My comment was about Roe, not the that thing. Pretty funny that in actuality women didn't lose any rights, it's doctors that technicality lost a right. That's how bad Roe v Wade was, along with the fact that doctors aren't allowed to just do whatever they and their patients want so the whole logic and ruling was basically a joke in a legal sense. And who was saying Roe could never be overturned? The very people that are pro-abortion were saying such things let alone the people against abortion yet Roe could never be overturned or was too strong or whatever, only ignorant people may have said that.
Those more acquainted with Ginsburg and her thoughtful, nuanced approach to difficult legal questions were not surprised, however, to hear her say just the opposite, that Roe was a faulty decision. For Ginsburg, the landmark 1973 Supreme Court decision that affirmed a woman’s right to an abortion was too far-reaching and too sweeping, and it gave anti-abortion rights activists a very tangible target to rally against in the four decades since.
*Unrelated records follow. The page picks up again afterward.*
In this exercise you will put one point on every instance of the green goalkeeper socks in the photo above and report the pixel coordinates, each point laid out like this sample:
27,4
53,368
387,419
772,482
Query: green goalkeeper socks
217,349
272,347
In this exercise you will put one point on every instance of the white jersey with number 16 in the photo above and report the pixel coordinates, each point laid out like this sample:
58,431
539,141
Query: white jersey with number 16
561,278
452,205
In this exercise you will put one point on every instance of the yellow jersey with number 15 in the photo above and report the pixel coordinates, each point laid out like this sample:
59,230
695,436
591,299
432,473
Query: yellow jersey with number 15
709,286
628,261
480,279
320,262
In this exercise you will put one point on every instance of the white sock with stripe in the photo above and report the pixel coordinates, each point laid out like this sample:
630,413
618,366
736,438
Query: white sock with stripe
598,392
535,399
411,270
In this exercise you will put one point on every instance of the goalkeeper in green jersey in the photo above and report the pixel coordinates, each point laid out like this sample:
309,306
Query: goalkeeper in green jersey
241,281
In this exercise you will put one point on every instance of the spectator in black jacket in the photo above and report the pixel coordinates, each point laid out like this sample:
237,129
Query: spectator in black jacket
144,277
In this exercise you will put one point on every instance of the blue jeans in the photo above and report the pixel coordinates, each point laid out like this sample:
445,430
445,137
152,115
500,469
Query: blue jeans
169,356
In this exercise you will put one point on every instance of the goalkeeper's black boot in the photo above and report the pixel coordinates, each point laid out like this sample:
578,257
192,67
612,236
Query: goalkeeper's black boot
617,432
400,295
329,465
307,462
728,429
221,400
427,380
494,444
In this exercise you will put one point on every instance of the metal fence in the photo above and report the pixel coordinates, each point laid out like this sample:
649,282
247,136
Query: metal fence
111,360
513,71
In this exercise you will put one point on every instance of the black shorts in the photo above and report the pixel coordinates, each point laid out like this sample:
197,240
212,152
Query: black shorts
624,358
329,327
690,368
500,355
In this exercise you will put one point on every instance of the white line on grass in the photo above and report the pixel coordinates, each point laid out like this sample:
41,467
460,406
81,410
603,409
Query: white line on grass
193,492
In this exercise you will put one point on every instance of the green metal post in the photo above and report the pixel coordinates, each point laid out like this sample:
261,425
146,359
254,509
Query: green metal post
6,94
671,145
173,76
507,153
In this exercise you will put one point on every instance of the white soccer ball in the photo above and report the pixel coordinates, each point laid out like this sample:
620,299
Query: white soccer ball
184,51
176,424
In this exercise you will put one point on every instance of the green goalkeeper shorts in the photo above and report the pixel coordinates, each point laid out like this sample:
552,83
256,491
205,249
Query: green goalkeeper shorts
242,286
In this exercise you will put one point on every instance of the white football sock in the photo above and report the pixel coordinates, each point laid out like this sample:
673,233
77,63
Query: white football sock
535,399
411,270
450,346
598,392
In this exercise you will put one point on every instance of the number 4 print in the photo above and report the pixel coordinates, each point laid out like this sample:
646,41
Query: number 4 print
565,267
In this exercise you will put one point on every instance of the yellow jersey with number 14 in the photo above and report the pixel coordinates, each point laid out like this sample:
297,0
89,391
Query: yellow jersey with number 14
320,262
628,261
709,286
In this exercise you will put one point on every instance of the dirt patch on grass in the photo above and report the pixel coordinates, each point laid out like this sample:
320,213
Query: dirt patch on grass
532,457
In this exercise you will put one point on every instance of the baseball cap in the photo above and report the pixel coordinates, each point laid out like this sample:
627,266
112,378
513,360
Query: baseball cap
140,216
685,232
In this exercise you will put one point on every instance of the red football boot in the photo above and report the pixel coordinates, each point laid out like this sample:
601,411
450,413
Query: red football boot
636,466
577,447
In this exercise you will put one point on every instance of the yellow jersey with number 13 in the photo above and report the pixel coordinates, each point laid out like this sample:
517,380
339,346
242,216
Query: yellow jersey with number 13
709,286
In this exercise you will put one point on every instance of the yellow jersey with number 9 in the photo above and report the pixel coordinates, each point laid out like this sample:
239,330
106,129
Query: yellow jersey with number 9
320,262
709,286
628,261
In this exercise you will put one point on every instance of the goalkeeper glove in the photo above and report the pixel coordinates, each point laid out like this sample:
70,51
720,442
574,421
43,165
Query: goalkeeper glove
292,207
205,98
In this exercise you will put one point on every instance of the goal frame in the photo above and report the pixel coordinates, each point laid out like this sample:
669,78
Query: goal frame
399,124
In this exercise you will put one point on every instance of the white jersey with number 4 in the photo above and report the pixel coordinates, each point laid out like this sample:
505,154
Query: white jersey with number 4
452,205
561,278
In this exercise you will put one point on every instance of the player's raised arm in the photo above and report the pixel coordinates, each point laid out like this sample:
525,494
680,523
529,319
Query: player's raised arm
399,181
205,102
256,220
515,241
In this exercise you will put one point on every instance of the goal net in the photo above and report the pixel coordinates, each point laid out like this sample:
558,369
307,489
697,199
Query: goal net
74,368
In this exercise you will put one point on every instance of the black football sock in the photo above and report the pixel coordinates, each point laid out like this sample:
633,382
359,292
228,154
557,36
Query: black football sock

Ginsburg and Professor Geoffrey Stone, a longtime scholar of reproductive rights and constitutional law, spoke for 90 minutes before a capacity crowd in the Law School auditorium on May 11 on “Roe v. Wade at 40.”
“My criticism of Roe is that it seemed to have stopped the momentum on the side of change,” Ginsburg said. She would’ve preferred that abortion rights be secured more gradually, in a process that included state legislatures and the courts, she added. Ginsburg also was troubled that the focus on Roe was on a right to privacy, rather than women’s rights.
“Roe isn’t really about the woman’s choice, is it?” Ginsburg said. “It’s about the doctor’s freedom to practice…it wasn’t woman-centered, it was physician-centered.”